The "small giants" list, introduced in 2019, is Beijing's attempt to discover and nurture innovative startups and small companies across the country in sectors of national importance. The list grants added prestige that can help firms when fundraising. Startups can also benefit from a host of government programs aimed at helping these companies grow and scale up.

Keanda Electronic Technology Corp., based in tech hub Shenzhen in south China, manufactures systems and products for rail systems. It was named a "small giant" in 2019 and was publicly listed seven months later on Shenzhen Stock Exchange.

The program underscores Beijing's continued shift towards relying on other segments of China's economy and society to achieve a broader distribution of wealth and to sharpen its global economic competitiveness.

China is giving its backing to 3,000 startups building crucial technologies as a hedge against Silicon Valley

"SMEs are playing an increasingly important role to Beijing but large corporations, including state-owned enterprises, always have a role to play in the Chinese economy," said Kenneth Huang, associate professor at the National University of Singapore.

President Xi Jinping stressed in 2019 the importance of small enterprises to China's economic, manufacturing, and technological prowess. Today, some 90% of the 4,762 on the small giants list are in manufacturing or focusing on high technology.

"This program does not simply show a newfound preference for small firms over large private ones, it is also part of a comprehensive strategy to build production chains threatened by the possibility of US-China decoupling," said Barry Naughton, a professor and China expert at the University of California, San Diego.

It also makes economic sense for Beijing to give more support to SMEs. Official figures show that they contributed to more than 60% of China's GDP in 2018, half of tax revenue, and account for 80% of employment.

Some of the issues that China hopes SMEs can help with include overcoming bottlenecks in producing core technologies, and securing supply-chain stability and competitiveness. Beijing's latest announcement could also be seen as giving startups and SMEs a lift even as the COVID-19 pandemic weighs on economic growth. China aims to nurture 10,000 "small giants" by 2025.

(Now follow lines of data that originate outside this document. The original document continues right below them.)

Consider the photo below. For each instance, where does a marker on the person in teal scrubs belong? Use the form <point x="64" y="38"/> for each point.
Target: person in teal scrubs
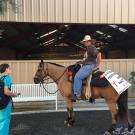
<point x="5" y="114"/>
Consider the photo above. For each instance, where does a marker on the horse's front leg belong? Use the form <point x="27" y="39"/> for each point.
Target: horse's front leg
<point x="71" y="117"/>
<point x="113" y="110"/>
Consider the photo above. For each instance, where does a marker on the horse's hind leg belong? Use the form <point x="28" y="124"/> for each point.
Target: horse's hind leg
<point x="113" y="110"/>
<point x="70" y="119"/>
<point x="130" y="124"/>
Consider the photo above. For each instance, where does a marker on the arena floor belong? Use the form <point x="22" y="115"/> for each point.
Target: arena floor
<point x="51" y="123"/>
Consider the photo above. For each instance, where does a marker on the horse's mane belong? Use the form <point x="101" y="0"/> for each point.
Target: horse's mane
<point x="55" y="64"/>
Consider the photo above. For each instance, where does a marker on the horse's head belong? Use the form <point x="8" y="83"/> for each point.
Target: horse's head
<point x="41" y="72"/>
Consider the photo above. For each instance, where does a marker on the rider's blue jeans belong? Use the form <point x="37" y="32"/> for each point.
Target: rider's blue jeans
<point x="84" y="72"/>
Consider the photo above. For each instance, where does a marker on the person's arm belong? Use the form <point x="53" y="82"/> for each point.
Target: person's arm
<point x="98" y="60"/>
<point x="9" y="93"/>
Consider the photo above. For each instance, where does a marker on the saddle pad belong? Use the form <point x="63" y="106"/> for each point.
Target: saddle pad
<point x="96" y="81"/>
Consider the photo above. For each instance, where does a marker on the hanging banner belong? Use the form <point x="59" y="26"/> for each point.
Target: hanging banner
<point x="118" y="83"/>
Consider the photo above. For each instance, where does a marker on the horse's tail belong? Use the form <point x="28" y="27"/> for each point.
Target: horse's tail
<point x="123" y="105"/>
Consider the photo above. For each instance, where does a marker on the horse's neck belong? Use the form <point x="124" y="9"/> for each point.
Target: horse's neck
<point x="55" y="72"/>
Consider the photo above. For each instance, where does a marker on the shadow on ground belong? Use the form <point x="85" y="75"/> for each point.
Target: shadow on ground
<point x="87" y="123"/>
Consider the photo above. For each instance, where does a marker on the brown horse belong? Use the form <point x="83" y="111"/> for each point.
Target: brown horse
<point x="59" y="74"/>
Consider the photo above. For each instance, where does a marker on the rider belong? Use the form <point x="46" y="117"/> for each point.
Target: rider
<point x="89" y="64"/>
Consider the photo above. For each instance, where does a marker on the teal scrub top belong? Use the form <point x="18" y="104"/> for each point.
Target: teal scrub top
<point x="7" y="81"/>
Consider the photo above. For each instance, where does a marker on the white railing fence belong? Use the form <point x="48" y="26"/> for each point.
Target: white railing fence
<point x="35" y="92"/>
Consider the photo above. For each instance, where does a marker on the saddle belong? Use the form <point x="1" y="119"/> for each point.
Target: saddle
<point x="96" y="80"/>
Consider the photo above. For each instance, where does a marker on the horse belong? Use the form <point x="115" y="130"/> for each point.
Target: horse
<point x="59" y="75"/>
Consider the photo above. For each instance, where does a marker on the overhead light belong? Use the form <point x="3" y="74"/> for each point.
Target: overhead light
<point x="49" y="33"/>
<point x="114" y="26"/>
<point x="122" y="29"/>
<point x="100" y="32"/>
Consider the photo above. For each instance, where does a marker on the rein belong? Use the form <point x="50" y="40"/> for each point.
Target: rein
<point x="42" y="83"/>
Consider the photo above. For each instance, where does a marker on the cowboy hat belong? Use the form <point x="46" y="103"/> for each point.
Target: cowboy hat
<point x="86" y="38"/>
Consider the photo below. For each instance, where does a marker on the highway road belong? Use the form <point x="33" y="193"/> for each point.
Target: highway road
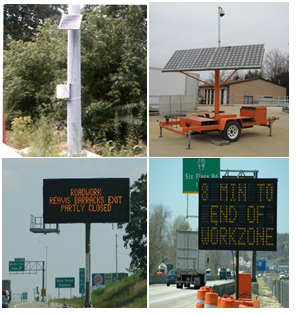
<point x="161" y="296"/>
<point x="19" y="304"/>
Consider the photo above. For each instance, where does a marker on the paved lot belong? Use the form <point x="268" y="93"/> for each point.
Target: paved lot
<point x="254" y="142"/>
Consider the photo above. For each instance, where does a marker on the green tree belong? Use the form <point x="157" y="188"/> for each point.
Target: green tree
<point x="114" y="68"/>
<point x="22" y="21"/>
<point x="136" y="230"/>
<point x="114" y="74"/>
<point x="31" y="72"/>
<point x="159" y="236"/>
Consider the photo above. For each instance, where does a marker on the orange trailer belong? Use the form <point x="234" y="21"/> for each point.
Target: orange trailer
<point x="217" y="59"/>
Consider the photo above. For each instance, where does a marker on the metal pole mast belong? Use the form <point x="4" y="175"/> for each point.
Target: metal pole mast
<point x="88" y="265"/>
<point x="74" y="125"/>
<point x="116" y="260"/>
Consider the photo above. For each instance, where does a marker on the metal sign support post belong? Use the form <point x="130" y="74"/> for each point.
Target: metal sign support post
<point x="88" y="265"/>
<point x="237" y="275"/>
<point x="74" y="126"/>
<point x="43" y="278"/>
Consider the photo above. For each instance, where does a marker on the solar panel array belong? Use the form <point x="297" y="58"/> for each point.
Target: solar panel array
<point x="217" y="58"/>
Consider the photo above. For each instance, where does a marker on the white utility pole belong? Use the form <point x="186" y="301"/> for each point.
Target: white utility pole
<point x="74" y="124"/>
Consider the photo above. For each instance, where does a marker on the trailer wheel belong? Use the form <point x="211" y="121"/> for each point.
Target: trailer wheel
<point x="232" y="131"/>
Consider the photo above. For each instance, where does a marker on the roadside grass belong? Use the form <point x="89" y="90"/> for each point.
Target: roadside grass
<point x="129" y="292"/>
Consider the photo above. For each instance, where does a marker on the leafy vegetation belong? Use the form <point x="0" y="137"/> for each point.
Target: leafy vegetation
<point x="114" y="74"/>
<point x="136" y="230"/>
<point x="129" y="292"/>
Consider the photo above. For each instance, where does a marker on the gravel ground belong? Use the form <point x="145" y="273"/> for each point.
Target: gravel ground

The list also coincides with Beijing's crackdown on its homegrown Big Tech players beginning November 2020.

China's central government has since tightened offshore-listing rules for tech companies, launched antitrust probes against them, strengthened its oversight on data security, and targeted issues surrounding labor and consumer rights related to Chinese tech giants.

"In Beijing's view, the big internet platforms have not done enough to develop the strategic core technologies that can ultimately make China self-reliant," said Valarie Tan, a Berlin-based analyst at European think tank Merics.

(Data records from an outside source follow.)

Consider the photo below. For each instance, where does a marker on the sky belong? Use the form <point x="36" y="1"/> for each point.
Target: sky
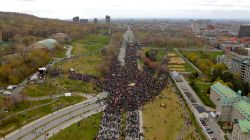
<point x="66" y="9"/>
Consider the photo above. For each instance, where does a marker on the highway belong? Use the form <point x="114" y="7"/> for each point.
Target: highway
<point x="55" y="121"/>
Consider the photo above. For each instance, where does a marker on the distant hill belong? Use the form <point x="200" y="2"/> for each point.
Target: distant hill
<point x="22" y="27"/>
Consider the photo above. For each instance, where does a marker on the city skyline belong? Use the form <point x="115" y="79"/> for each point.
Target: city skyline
<point x="213" y="9"/>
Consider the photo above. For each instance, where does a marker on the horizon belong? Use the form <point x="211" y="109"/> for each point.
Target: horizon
<point x="158" y="9"/>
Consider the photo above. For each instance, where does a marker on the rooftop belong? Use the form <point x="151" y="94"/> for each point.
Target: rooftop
<point x="224" y="91"/>
<point x="50" y="43"/>
<point x="244" y="126"/>
<point x="244" y="108"/>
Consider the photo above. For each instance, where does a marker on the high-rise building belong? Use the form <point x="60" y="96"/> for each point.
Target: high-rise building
<point x="241" y="66"/>
<point x="244" y="31"/>
<point x="108" y="18"/>
<point x="76" y="19"/>
<point x="95" y="20"/>
<point x="1" y="36"/>
<point x="84" y="20"/>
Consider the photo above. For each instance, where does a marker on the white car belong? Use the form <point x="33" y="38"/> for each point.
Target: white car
<point x="6" y="93"/>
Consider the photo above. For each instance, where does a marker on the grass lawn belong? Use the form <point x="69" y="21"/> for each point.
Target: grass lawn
<point x="89" y="43"/>
<point x="60" y="53"/>
<point x="87" y="64"/>
<point x="53" y="86"/>
<point x="202" y="88"/>
<point x="17" y="121"/>
<point x="167" y="122"/>
<point x="86" y="129"/>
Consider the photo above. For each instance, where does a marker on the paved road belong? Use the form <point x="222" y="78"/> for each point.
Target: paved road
<point x="127" y="37"/>
<point x="68" y="52"/>
<point x="16" y="92"/>
<point x="53" y="120"/>
<point x="194" y="99"/>
<point x="88" y="96"/>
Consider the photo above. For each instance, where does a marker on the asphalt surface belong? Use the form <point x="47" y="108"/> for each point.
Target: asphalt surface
<point x="48" y="123"/>
<point x="192" y="96"/>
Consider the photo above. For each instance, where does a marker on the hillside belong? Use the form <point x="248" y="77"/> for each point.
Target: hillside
<point x="26" y="28"/>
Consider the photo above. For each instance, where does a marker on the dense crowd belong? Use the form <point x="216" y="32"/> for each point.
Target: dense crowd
<point x="132" y="125"/>
<point x="82" y="77"/>
<point x="128" y="89"/>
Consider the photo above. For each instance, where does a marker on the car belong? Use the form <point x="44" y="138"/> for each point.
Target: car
<point x="209" y="131"/>
<point x="213" y="138"/>
<point x="6" y="93"/>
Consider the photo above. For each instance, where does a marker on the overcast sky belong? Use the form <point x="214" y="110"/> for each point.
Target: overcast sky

"What Beijing ultimately wants is to create China's own versions of ASML to not only be self-sufficient but also dominate the global supply chain in strategic niche advanced technologies which are highly demanded in the global market, yet extremely difficult for competitors to replicate."

China outlined in 2015 its technological ambitions in a strategic 10-year plan named "Made in China 2025." That, however, became a lightning rod in Sino-US relations after Donald Trump took the White House and precipitated a trade war that continues to simmer.

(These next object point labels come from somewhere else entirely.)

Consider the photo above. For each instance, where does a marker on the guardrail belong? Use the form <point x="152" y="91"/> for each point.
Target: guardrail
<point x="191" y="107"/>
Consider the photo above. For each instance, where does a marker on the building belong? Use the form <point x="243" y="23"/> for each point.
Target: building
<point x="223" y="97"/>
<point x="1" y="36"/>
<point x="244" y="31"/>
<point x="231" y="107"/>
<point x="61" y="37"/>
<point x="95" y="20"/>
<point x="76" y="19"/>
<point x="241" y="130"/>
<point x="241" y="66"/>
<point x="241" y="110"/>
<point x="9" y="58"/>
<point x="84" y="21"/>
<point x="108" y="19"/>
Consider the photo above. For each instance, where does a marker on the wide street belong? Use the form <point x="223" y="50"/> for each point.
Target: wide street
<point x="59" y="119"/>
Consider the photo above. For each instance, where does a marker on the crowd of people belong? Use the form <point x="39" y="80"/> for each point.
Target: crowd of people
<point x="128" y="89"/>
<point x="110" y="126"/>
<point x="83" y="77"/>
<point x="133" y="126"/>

After scaling back its ambitions, China recognized that it needs to make significant investments into its broader economy so that it can replicate the global supply chain within its shores.

Last year, the central government introduced its 14th Five-Year Plan, writing: "SMEs are important pillars of resilience for China's economy and labor market, and they are now imbued with more new purpose in light of new domestic and global realities."